Beefy Boxes and Bandwidth Generously Provided by pair Networks
Your skill will accomplish
what the force of many cannot
 
PerlMonks  

Simple line parse question

by jimmy.pl (Initiate)
on Aug 07, 2010 at 00:53 UTC ( [id://853501]=perlquestion: print w/replies, xml ) Need Help??

jimmy.pl has asked for the wisdom of the Perl Monks concerning the following question:

Calling all perlmonks.

I want to compose a single word from the 3rd and 4th words of an input line. ie:

input: "a b c d e f g" output: "cd"

My current solution is using split and join like so:

my $result = join("", (split(" ", $line, 5))[2,3])
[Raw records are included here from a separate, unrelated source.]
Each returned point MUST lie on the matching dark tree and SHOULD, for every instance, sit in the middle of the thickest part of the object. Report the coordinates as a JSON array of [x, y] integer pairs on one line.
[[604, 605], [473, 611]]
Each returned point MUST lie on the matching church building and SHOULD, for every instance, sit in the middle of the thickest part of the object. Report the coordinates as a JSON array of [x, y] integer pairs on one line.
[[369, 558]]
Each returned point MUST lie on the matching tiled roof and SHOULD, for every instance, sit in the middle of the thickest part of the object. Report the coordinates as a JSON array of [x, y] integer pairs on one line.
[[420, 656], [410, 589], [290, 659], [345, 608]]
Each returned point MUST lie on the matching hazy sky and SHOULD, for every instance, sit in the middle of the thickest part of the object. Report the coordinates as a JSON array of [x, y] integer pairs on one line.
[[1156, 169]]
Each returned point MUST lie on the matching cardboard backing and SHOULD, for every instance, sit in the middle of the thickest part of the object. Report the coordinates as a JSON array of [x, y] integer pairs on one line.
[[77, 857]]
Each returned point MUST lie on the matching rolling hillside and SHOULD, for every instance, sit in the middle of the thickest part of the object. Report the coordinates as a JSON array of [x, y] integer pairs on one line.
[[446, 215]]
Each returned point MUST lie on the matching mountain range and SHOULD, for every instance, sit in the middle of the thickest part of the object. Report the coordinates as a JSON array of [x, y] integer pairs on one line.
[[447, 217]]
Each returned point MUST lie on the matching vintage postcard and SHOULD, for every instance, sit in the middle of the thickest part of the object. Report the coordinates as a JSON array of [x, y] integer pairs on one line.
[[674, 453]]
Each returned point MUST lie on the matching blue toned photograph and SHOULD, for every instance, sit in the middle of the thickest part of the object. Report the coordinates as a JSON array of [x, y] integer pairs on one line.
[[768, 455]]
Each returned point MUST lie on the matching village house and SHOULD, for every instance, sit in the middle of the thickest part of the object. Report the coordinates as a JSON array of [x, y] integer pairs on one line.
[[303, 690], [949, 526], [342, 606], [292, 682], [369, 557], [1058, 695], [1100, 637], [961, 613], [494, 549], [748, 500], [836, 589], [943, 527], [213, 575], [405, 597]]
I've tried many different ways but this way seems to perform the fastest. Can anyone tell be a better/faster way to do this?

Cheers

Replies are listed 'Best First'.
Re: Simple line parse question
by AnomalousMonk (Archbishop) on Aug 07, 2010 at 01:33 UTC

    Don't know about speed, but my own preference would be for something along the lines of:

    >perl -wMstrict -le "my $s = 'aa b: CCC DD. eee, ff ggg?'; my $word = qr{ [[:alpha:]]+ }xms; my @words = $s =~ m{ $word }xmsg; my $result = join q{}, @words[2,3]; print qq{'$result'}; " 'CCCDD'

    This allows better definition and control of what a 'word' is.

    Updates:

    1. One can also avoid the intermediate  @words array as in the OP with the slightly faster
          my $result = join q{}, ($s =~ m{ $word }xmsg)[2,3];
    2. Improved code example slightly to try to show that naive splitting on whitespace might produce unintended results. Better, IMO, to define and extract the thing itself rather than try to define and eliminate everything you're not interested in.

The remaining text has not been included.